Fans of the hit new Netflix docuseries “Crime Scene: The Vanishing at the Cecil Hotel” who hoped to patronize the downtown Los Angeles landmark will have to wait, as the hotel was bought in 2017 and remains shuttered while it undergoes a luxury upgrade. If you’re itching to step into some Hollywood history, here are 10 other hotels that became famous for their on-screen time or as an inspirations for films but that are open for business.
Jack Nicholson’s creeptastic “Herrrrrre’s Johnny!” was filmed on a sound stage near London, but the externals for “The Shining” were shot at the Timberline Lodge on Mount Hood east of Portland, Oregon. Rooms are ample and a 100-inch snow pack is the norm.
Stephen King created Jack Torrance and “The Shining” from inspiration drawn during a stay at the Stanley Hotel in Estes Park, Colorado. Jack, who holed up in the dead of winter with his wife and son as the Overlook Hotel caretaker, had only been a three-hour drive from the best skiing in North America. But if you do check in, keep your eyes open for spooks because word is that the place is haunted…
By late morning, the Caesars Palace roof in Las Vegas might as well be the surface of the sun. But that’s where a trio played by Bradley Cooper, Ed Helms and Zach Galifianakis unwittingly left their soon-to-be-married friend and would-be brother-in-law during a bachelor party weekend featured in the 2009 comedy classic “The Hangover.”
Cast adrift in the bright lights and dark shades of night during a work trip to Japan, a subdued Bill Murray could only be stirred by a game Scarlett Johansson in Sofia Coppola’s “Lost in Translation,” shot at the Park Hyatt Tokyo.
The Beverly Wilshire, A Four Seasons Hotel off Rodeo Drive was used for external shots throughout 1990’s “Pretty Woman.” Hoping to renew nostalgia, the hotel launched a $300,000 promotional package last year for which guests could similarly experience the high life — and times — of Julia Roberts’ character, Vivian Ward.
Though she sometimes required dozens of shots for one take, Marilyn Monroe turned in one of the most memorable performances of her career in Billy Wilder’s “Some Like It Hot.” Released in 1959, the classic comedy was filmed on-location at the beachside Hotel del Coronado on Coronado Island in the San Diego Bay.
The Mountain Lake Lodge in the Appalachian town of Pembroke, Virginia, is a tribute to outdoor adventure and now a museum to indoor pursuits.
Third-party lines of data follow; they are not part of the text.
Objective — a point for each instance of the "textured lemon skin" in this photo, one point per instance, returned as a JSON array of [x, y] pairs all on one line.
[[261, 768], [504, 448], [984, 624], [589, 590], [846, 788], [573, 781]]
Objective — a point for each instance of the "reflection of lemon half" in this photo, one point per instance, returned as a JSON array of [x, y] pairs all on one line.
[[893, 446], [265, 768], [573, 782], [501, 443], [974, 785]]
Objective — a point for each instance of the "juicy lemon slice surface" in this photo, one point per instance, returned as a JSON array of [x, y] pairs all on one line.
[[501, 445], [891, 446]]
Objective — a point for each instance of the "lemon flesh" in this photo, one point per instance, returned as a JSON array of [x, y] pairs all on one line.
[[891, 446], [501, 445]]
Fans of “Dirty Dancing” flock to the hotel that played the fictional Kellerman’s Resort set in the New York Catskill Mountains.
The 2014 sci-fi thriller “Ex Machina” was shot on-location at the Juvet Landscape Hotel in “a remote part of a remote village in a remote region of Norway,” according to the hotel website. Rooms in undoubtedly familiar spaces range from “bird houses” to “landscape rooms” to a “writer’s lodge.”
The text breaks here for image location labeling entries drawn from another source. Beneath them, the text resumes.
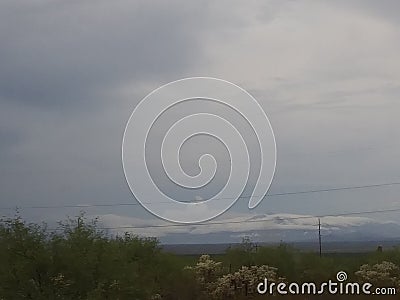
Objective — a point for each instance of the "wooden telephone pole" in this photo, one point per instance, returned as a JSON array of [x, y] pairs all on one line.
[[319, 237]]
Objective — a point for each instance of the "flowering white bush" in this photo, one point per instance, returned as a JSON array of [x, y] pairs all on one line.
[[384, 274], [206, 270], [244, 281]]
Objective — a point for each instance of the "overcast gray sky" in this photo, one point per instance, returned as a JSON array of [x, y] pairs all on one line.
[[71, 72]]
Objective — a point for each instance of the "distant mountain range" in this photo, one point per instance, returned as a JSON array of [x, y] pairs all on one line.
[[265, 228]]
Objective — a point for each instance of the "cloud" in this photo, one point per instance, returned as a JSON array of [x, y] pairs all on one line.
[[326, 73]]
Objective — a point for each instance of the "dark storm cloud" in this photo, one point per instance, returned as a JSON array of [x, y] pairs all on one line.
[[58, 52]]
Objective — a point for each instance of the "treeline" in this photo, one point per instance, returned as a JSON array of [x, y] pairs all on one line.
[[79, 261]]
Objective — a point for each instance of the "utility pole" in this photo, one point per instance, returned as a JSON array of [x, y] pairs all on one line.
[[319, 237]]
The atrium-exposed lobby elevators of the Hyatt Regency San Francisco delivered enough background suspense in the 1970s to be featured in Mel Brooks’ “High Anxiety,” Steve McQueen and Paul Newman’s “The Towering Inferno,” as well as in the amusing sci-fi adventure “Time After Time.”
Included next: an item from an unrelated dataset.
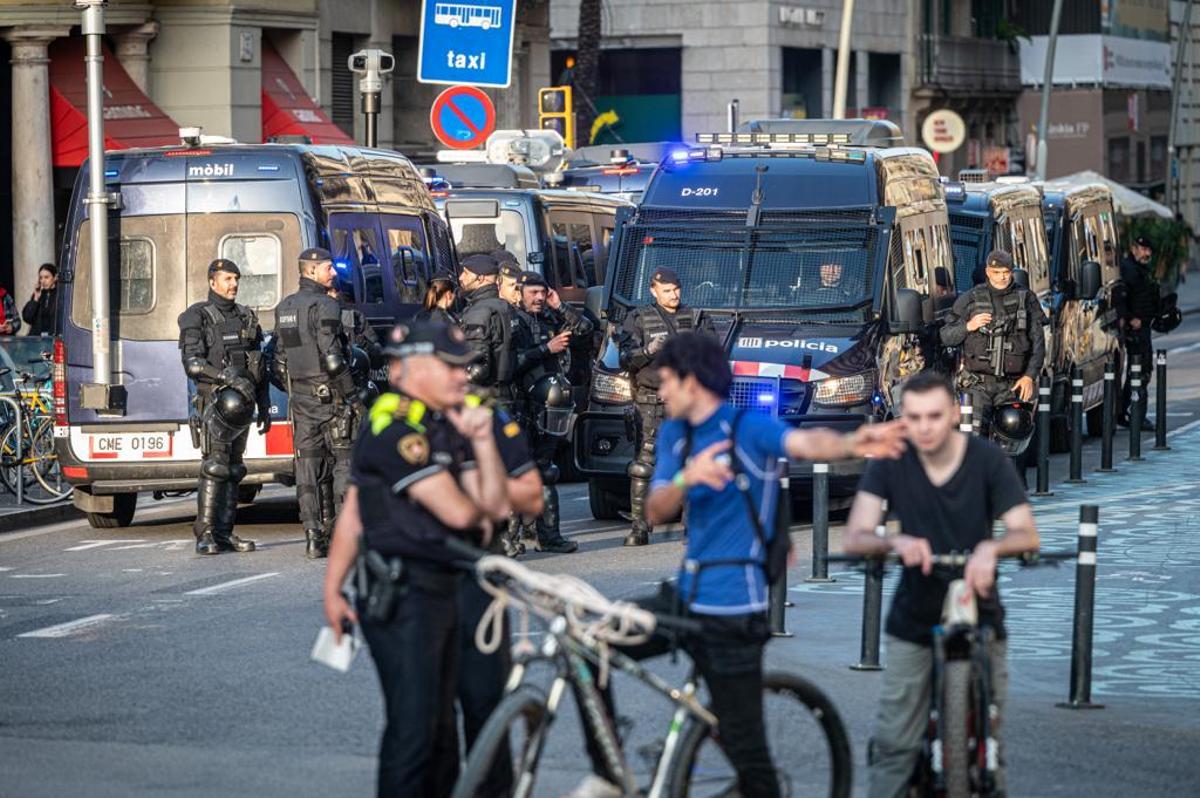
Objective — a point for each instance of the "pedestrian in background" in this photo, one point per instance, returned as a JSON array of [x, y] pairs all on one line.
[[39, 311], [10, 323]]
The Biltmore was Hollywood’s go-to film location in the 1970s and ’80s when an opulent hotel was called for. It was used in “The Sting” (1973), “Chinatown” (1974), “Ghostbusters” (1984), “Beverly Hills Cop” (1984), “Bachelor Party” (1984), “Splash” (1984) and “The Fabulous Baker Boys” (1989). It evokes the Cecil Hotel architecturally and sits six blocks north in downtown L.A. But it’s a long six blocks.